Single by Fiordaliso

from the album Non voglio mica la luna
- B-side: "Un tipo"
- Released: February 1984
- Label: Durium
- Songwriters: Zucchero Fornaciari, Luigi Albertelli, Enzo Malepasso
- Producers: Luigi Albertelli, Enzo Malepasso

Fiordaliso singles chronology
| "Oramai" (1983) | "Non voglio mica la luna" (1984) | "Li-be-llu-la" (1984) |

Audio
- "Non voglio mica la luna" on YouTube

= Non voglio mica la luna =

"Non voglio mica la luna" (transl. "I don't really ask for the moon") is a 1984 song composed by Zucchero Fornaciari, Luigi Albertelli and Enzo Malepasso, arranged by Vince Tempera and performed by Fiordaliso. The song premiered at the 34th edition of the Sanremo Music Festival, where it ranked fifth. It is Fiordaliso's signature song and her main commercial success.

==Track listing==

- 7" single
1. "Non voglio mica la luna" (Zucchero Fornaciari, Luigi Albertelli, Enzo Malepasso)
2. "Un tipo" (Luigi Albertelli, Enzo Malepasso)

==Charts==

===Weekly charts===

Weekly chart performance for "Non voglio mica la luna"
| Chart (1984) | Peak position |
|---|---|
| Italy (Musica e dischi) | 3 |

===Year-end charts===

| Chart (1984) | Peak position |
|---|---|
| Italy (Musica e dischi) | 34 |

==Cover versions==
The same year Daniela Romo adapted the lyrics in Spanish and included her version of the song, "Yo No Te Pido La Luna", in her album Amor prohibido; her version was a massive success in Latin America.

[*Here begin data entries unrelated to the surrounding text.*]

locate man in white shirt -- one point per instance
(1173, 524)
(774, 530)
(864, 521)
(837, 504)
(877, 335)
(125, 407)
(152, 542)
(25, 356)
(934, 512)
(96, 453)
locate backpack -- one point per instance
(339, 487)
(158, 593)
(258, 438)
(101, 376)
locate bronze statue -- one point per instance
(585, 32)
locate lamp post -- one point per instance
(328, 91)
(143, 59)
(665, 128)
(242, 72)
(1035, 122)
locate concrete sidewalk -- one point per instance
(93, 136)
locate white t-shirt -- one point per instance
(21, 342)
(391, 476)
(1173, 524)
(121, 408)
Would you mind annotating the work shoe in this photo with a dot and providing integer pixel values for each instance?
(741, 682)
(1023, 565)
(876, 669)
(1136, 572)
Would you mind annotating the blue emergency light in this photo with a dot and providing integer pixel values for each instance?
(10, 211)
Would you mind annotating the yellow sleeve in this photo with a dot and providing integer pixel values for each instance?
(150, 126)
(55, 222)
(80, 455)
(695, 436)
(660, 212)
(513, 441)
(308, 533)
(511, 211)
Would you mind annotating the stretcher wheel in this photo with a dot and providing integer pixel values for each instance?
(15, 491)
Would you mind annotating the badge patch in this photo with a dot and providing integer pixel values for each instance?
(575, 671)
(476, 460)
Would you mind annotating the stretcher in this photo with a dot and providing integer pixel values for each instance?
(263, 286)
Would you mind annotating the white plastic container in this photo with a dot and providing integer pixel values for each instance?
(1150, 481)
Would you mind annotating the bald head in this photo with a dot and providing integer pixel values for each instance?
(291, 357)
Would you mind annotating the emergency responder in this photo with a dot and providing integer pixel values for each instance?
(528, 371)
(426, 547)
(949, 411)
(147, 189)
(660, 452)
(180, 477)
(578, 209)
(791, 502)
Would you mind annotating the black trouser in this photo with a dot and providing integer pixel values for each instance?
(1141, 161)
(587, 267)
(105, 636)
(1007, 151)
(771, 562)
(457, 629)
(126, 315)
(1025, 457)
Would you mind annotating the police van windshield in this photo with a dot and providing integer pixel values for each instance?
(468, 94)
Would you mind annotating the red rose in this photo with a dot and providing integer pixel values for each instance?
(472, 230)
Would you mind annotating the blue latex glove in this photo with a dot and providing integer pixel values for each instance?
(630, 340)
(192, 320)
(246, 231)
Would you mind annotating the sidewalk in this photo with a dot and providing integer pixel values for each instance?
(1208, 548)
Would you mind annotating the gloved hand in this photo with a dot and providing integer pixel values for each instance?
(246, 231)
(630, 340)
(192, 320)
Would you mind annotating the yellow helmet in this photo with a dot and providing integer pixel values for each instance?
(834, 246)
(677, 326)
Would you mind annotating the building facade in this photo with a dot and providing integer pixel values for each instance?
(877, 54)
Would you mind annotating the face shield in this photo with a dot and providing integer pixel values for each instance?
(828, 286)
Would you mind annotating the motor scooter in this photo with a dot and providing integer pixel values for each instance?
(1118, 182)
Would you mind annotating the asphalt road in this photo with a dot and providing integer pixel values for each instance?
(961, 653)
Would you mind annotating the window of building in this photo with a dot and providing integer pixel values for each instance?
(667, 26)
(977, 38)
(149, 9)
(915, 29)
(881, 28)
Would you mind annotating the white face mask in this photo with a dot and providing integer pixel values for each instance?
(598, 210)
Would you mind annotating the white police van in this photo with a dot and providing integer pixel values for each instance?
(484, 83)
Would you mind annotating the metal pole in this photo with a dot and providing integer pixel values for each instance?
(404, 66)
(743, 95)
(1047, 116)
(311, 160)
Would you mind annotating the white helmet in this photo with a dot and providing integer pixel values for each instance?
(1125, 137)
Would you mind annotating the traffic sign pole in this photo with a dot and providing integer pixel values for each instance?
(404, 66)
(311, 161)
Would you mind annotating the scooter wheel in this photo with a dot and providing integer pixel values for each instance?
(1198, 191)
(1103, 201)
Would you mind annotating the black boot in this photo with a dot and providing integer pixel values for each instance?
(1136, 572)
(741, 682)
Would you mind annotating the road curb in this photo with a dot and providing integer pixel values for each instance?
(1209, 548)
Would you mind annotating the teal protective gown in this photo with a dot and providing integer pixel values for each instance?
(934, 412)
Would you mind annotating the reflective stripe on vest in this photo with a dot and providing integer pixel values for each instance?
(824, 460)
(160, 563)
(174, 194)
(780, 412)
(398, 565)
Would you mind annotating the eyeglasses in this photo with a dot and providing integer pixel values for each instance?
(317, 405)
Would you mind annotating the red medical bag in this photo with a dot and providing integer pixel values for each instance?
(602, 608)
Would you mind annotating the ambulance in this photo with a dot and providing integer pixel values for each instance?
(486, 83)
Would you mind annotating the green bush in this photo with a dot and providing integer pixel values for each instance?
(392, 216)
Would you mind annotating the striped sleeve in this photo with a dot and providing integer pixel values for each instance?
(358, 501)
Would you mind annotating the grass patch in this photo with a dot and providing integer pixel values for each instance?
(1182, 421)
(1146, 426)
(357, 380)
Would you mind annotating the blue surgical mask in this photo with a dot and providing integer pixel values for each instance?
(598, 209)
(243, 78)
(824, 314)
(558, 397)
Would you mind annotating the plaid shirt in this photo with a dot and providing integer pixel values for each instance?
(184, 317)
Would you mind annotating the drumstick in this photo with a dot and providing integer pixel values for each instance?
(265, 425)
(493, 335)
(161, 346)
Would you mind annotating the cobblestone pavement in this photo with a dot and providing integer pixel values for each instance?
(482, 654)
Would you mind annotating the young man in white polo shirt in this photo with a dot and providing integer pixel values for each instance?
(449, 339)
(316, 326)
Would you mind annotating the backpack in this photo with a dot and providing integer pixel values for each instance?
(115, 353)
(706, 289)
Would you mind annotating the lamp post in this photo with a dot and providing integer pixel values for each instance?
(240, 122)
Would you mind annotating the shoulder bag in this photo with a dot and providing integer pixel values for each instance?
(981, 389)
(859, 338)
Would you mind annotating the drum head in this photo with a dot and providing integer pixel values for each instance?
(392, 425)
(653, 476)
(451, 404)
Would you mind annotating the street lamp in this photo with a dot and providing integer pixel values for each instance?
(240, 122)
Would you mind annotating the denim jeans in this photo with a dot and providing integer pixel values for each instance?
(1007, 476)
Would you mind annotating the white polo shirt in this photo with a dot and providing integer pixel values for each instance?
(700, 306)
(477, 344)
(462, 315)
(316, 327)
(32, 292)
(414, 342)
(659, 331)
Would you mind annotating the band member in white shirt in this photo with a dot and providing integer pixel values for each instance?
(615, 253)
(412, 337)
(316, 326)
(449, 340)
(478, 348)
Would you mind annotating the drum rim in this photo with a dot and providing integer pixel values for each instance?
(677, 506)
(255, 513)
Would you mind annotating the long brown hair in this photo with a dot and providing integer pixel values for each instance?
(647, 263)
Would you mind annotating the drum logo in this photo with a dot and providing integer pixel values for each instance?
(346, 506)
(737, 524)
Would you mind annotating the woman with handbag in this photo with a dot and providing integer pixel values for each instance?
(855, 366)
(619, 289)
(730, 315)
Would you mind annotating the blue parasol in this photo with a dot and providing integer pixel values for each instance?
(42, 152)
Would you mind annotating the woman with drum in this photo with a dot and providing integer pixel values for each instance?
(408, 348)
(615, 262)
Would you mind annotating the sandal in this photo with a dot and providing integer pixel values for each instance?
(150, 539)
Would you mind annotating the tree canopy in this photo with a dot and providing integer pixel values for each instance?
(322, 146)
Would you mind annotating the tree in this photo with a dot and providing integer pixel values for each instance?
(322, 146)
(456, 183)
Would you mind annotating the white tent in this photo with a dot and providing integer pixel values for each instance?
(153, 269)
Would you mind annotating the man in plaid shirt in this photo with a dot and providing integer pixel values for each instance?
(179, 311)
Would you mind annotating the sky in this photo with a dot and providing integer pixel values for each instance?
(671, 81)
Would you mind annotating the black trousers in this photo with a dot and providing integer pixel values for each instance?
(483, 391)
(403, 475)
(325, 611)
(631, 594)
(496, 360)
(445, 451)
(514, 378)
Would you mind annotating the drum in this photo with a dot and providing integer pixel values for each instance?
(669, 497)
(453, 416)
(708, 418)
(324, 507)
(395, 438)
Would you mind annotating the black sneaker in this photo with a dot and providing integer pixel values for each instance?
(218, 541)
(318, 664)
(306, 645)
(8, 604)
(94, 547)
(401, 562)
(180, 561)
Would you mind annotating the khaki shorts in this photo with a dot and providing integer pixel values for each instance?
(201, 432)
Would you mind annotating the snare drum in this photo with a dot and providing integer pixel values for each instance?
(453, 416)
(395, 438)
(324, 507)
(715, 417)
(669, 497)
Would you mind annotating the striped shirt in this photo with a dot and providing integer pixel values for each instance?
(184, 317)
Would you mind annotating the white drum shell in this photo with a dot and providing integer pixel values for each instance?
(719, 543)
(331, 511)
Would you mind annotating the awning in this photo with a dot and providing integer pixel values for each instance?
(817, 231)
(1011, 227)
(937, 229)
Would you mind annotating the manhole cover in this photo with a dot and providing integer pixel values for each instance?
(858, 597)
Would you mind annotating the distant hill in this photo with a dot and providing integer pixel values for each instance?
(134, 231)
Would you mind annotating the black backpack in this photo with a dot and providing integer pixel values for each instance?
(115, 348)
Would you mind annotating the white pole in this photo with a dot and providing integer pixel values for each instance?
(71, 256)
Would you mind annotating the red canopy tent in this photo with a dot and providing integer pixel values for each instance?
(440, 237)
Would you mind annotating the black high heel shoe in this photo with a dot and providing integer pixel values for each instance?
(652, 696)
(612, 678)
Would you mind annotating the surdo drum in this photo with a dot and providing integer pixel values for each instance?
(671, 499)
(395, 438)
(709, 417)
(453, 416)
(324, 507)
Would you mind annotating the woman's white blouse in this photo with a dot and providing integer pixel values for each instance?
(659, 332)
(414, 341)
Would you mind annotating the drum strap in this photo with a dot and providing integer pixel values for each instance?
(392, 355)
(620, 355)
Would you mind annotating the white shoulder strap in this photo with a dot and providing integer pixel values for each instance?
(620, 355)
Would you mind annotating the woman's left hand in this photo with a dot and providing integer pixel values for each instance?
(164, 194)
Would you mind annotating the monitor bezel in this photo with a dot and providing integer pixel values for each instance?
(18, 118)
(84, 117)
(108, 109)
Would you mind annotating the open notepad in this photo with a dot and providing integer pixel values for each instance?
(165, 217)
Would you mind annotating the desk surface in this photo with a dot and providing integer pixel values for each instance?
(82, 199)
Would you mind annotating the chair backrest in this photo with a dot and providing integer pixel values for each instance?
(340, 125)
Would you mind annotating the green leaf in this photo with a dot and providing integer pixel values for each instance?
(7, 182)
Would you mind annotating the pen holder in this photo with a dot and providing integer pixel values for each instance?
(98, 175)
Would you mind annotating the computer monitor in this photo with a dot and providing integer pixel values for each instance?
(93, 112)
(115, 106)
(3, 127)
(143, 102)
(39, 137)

Other Spanish-language cover versions of the song include those by Javiera Mena on her album Esquemas Juveniles; Sergio Dalma (who performed the song in a duet version with Romo during the 2012 Latin Grammy Awards), Diego Verdaguer, Pastora Soler, Soledad Pastorutti and MYA, as well as a Spanish version performed by Fiordaliso herself.